Unfortunately, there’s already drama surrounding the long-awaited Aretha Franklin documentary, Amazing Grace. Producer Chiemi Karasawa has filed an arbitration case against director Alan Elliott, alleging that she is owed a producer fee and years’ worth of compensation.
According to Variety, Karasawa gave her side of the story. “I have not been paid a dime of my Producer Fee or the amounts that I am entitled to contractually,” she wrote. “I’m saddened that it’s come to this point, but thrilled that the film is being released for a public audience where it belongs.”
Karasawa explained that she came onto the project in 2010 and was instrumental in receiving access to the footage and getting it synced and digitized by a lab. All of this was done before the film had received funding. She states that she also developed the production budget, hired editor Jeff Buchanan, and supervised the editing of the film at New York’s Final Cut in 2011.

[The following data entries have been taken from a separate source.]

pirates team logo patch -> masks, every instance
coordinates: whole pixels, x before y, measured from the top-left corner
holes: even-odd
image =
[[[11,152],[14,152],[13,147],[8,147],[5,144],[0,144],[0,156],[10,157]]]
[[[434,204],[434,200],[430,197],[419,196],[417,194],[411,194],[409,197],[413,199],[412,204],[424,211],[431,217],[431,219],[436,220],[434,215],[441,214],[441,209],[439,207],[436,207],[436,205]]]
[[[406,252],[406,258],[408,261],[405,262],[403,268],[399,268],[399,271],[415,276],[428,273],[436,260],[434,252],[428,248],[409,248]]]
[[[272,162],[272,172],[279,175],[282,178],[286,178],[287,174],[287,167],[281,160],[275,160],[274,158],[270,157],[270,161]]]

Karasawa was involved in even more behind-the-scenes work, including editing the fundraising trailer with Buchanan, traveling to Cannes to pitch the film to potential investors, and hosting screenings for the film industry between 2011 and 2012, which led to the film’s premiere at DOC NYC.
Elliot’s attorney, Vincent Cox, only told Variety: “The dispute is going to be resolved through arbitration.”
This is also not the first time Elliot has been taken to court over this film, according to Variety. In 2011 and 2015, Franklin’s lawyers blocked the film’s release twice, the latter time happened when Elliott tried to show the film at the Telluride Film Festival. Franklin’s estate and Elliott reached an understanding after Franklin’s 2018 death.
It’s a shame that money issues are threatening to overshadow the positivity of Amazing Grace, since the focus should be on the years’ worth of work it took to secure the 1972 footage of Franklin’s two performances at the New Temple Missionary Baptist Church in the Los Angeles neighborhood of Watts. The film’s original director, Sydney Pollack, never released the film because of technical issues and other factors.
Aramide A. Tinubu viewed the documentary for Shadow And Act, and wrote in her review how the film is one “that music lovers, believers, and everyone else desperately needs to see.”
“From the moment her fingers begin moving across the piano keys, and certainly, in the instances where Franklin’s vocals are isolated–the choir band, and audience suddenly silenced in the background–Amazing Grace is a glorious experience highlighting at its core what’s so pure and welcoming about the Black church,” she wrote.